Foursquare API: list of venues and restaurants, with their coordinates (latitude and longitude) [1];
Openstreetmap: Map of the area [2]

Methodology

Configure the notebook and Data Collection

We need the following packages in python for the job.

In particular folium is used to plot the map, osmium to read and manipulate Openstreetmap files (.osm), geopy.geocoders is used to get the coordinates of San Vendemiano: 45.8907463°N , 12.3338437°E.

import pandas as pd
import requests   # to get urls
import numpy as np
import os
import matplotlib.cm as cm
import matplotlib.colors as colors
import matplotlib as mpl
import matplotlib.pyplot as plt
!pip install folium
import folium
!pip install osmium
import osmium as osm
from geopy.geocoders import Nominatim

As there is no clear definition of neighborhoods in the area we need to come up with our own: we will divide the area into a 10x10 grid where each cell has a size of ∼ 1 Km.

Data Preprocessing: Creating Features

The criteria for choosing the best neighborhood are the following:

good connection with the city and the population, i.e. a residential area is better than a rural area;
high number of venues in the neighborhood, a signal that it can be more attractive;
low number of restaurants, so less competition.

Regarding the first point, we can calculate an index of habitability from the number of highways in each neighborhood; these are provided by the Openstreetmap project [2].

A choropleth map indicating areas with higher number of highways (darker color).

The number of venues and restaurants can be downloaded using the Foursquare API [1]. Off all 226 found venues, 47 of them are some kind of restaurants.

Final Model and Visualization

Our final feature table looks like the following.

Feature table, all the useful data for each neighbor.

We can measure an index of attractiveness using the following formula:

attractiveness=highways × venues,

and order the neighbors from the most attractive to the least attractive.

As we can see neighbor = “33” is the third most attractive one but has zero restaurants.
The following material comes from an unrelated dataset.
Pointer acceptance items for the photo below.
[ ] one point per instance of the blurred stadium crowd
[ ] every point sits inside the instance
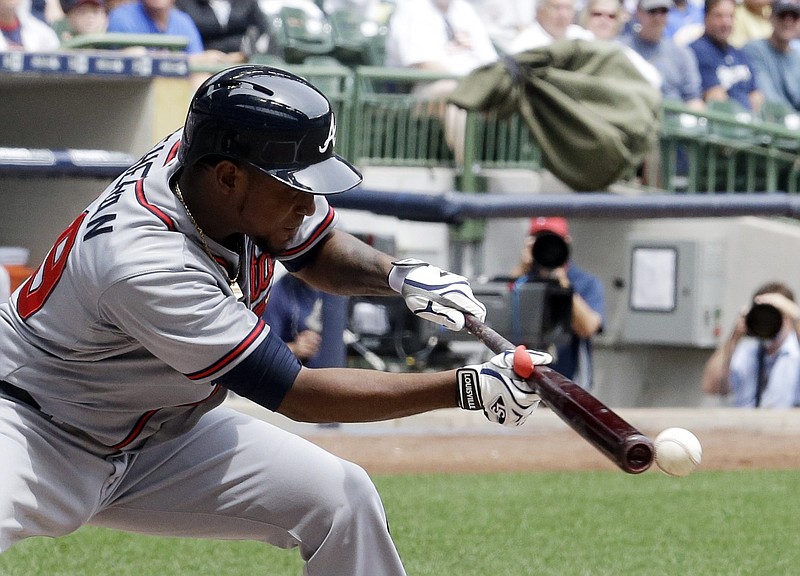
(745, 54)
In conclusion, this is probably the best zone to build a new restaurant.

A choropleth map indicating the most attractive areas (darker color). Points are restaurants. White-delimited cell is the best neighborhood.

Results and Discussion

We have found a method to classify the map into neighborhoods of size 1km² . We have assigned to each neighborhood a score, called “attractiveness”, based on presence of highways and venues. By looking at the last table or figure, we can see that generally restaurants are in attractive neighborhood, so this proves that our model works. We can see that the third most attractive one, though, it has zero restaurants.

Conclusion

We can conclude that we have found a model that correlates well between attractiveness of neighborhoods and the presence of restaurants.

To answer our business problem, we can see that the best choice to build a new one would be in the neighbor highlighted in white in the last figure, since it doesn’t already have a restaurant.